All of us have dream jobs, but it’s very rare for any of us to get a chance to see it come true. John Harrison, a master ice cream taster, is an exception. Harrison samples about sixty packages of ice cream for Edy’s Grand Ice Cream (known as Dreyer’s west of Colorado) on a day-to-day basis. The company has insured his taste buds for a cool million bucks (that’s $100 per taste bud) because they find his services very important.
Too good to be true? No. Harrison emphasizes, “It’s a tough job, but somebody has to do it.” In his thirty years of service, Harrison estimates that he’s sampled almost 200 million gallons of ice cream.
What makes you suitable for this job?
According to Harrison, “My great-grandfather had two ice cream and candy parlors in New York in 1880. My grandfather started the first dairy co-op in the state of Tennessee, and my father owned an ice cream ingredient factory in Atlanta. I grew up in the ice cream business—it’s one of those generational hand-me-downs.”
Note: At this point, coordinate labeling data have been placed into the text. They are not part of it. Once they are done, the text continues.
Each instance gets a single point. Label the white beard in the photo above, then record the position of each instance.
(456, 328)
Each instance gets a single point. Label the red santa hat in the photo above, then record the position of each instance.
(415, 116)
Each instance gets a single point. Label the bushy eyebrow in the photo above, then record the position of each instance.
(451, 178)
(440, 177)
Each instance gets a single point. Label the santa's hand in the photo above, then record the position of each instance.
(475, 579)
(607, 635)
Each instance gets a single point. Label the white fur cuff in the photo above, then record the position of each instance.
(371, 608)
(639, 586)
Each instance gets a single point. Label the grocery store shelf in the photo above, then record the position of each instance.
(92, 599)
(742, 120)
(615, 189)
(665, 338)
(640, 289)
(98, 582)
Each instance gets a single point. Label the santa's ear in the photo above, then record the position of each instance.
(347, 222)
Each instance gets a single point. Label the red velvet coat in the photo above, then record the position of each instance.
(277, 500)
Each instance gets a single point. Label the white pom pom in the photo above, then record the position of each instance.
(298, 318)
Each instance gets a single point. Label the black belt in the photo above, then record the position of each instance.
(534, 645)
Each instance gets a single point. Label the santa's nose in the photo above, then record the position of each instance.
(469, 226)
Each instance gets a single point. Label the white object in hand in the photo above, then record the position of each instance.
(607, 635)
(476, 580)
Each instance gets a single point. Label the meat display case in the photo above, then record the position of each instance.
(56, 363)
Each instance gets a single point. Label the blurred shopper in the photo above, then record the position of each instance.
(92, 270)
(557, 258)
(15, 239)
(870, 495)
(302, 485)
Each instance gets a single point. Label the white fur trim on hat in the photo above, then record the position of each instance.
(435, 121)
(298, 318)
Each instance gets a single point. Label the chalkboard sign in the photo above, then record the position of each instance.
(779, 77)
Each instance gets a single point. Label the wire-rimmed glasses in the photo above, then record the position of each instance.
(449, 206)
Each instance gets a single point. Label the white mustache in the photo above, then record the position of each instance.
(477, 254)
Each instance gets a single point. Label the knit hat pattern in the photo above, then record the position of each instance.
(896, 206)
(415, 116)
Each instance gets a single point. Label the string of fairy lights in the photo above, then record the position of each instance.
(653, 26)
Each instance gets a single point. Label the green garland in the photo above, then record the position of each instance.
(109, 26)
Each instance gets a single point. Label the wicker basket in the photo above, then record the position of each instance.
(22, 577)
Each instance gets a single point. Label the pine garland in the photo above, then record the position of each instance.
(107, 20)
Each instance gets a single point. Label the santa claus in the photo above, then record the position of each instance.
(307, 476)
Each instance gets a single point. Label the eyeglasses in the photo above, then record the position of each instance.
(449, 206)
How does your average work day go along?
“I have sixty packages waiting for me every morning to taste before any product has been shipped out. It takes about four to five hours every morning to work through ice cream from the previous day. We do twenty different flavors a day, three samples for each flavor―one from the beginning, middle, and end of a production cycle.” Harrison explains.
How do you test the taste of the ice cream? Is there a protocol?
Harrison elaborates that he tastes with his eyes initially. If the ice cream doesn’t look delicious, he’ll just forget about the rest of it. He explains further by saying, “Then I let the ice cream temper about 10 to 12 degrees to maximize the flavor and get the full top note, bouquet, and aroma, and to avoid what the young people call brain freeze. I swirl the ice cream around in my mouth to coat all the taste receptacles, and then I spit it out. For tasting, I use a gold-plated spoon because wood and plastic have a slight resin aftertaste, and I need to avoid anything that could clog my taste buds.”
Do you have any personal hot summer months flavor?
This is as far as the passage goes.